Not only is this a story about a strong-willed woman, but an epic story about family and dynasty, suffering and starvation, sacrifice and loss. How does one woman dare to sell French champagne outside the borders of France, where everyone hates everything French because of Napoleon?  Barbe-Nicole has the determination to see her through spectacular defeats and a dark brush with power. With the men conscripted or compromised by the war, she relies on the widows and women workers from the vineyard for friendship and knowledge.

This is a spectacular story, sparkling, based on the true story of Barbe-Nicole Clicquot. Well-written, well researched, and interpreted, I highly recommend this great historical read.

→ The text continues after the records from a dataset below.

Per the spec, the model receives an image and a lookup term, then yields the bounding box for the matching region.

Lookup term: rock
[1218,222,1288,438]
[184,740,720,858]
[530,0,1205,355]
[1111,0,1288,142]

New Veuve Clicquot Novel Reveals how Pandemic, War, and Sexism
Nearly Derailed the Champagne Industry

CHAMPAGNE WIDOWS tells of the remarkable woman who defied Napoleon to build a champagne empire. (Sonoma, CA, September 1, 2021) In a story that could be pulled from today’s headlines, the determination and audacity of a young widow during a pandemic birthed one of the world’s greatest champagne empires. CHAMPAGNE WIDOWS, new historical fiction by Rebecca Rosenberg, tells of twenty-five-year-old Barbe-Nicole Clicquot, a young widow and founder of Veuve Clicquot champagne.
In the early 1800s, Barbe-Nicole and her husband struggled to perfect the early art of making champagne, hampered by archaic techniques, crude equipment, and fragile hand-blown bottles. Then, to complicate their plight, worldwide pandemics of typhoid fever, typhus, smallpox, cholera, and yellow fever ravaged Europe. All this, while Emperor Napoleon Bonaparte waged fifteen years of war
to control Europe, destroying the economy for champagne sales. When the pandemic claimed her husband, the widow (Veuve) Clicquot forged ahead on her own. If disease and war were not enough to battle, Barbe-Nicole could not own a business as a married woman. According to the Napoleon
Code and the custom of coverture, a married woman’s identity was ‘covered’ by her husband’s, and she had no legal or financial rights.
“I was shocked to discover women could not own businesses in the nineteenth century,” said Rebecca Rosenberg, award-winning author of CHAMPAGNE WIDOWS. “But I was fascinated to discover the ‘widow’ loophole and why widows refused to remarry after their husbands died.”
When Barbe-Nicole’s husband died of Typhoid fever, she was allowed to own her vineyards and business as a widow. Other ‘Champagne Widows’ remained single to keep their wineries. Most notable are the widows Clicquot, Pommery, Bollinger, Laurent-Perrier, and Roederer, who built the world’s leading champagne brands. “The first women of champagne making must not have realized how strong they were until they had to learn and do it all to survive for themselves and their wineries! It makes it even more of an honor to learn a craft still dominated by men,” said Penny GaddCoster, Executive Director of Winemaking, Rack & Riddle, a thirty-year veteran of méthode champenoise, the traditional method of
making champagne. Rebecca Rosenberg is a triple-gold award-winning author, champagne geek, and lavender farmer in Sonoma County, California. Her other books include Lavender Fields of America, The Secret Life of Mrs. London, and Gold Digger, the Remarkable Baby Doe Tabor.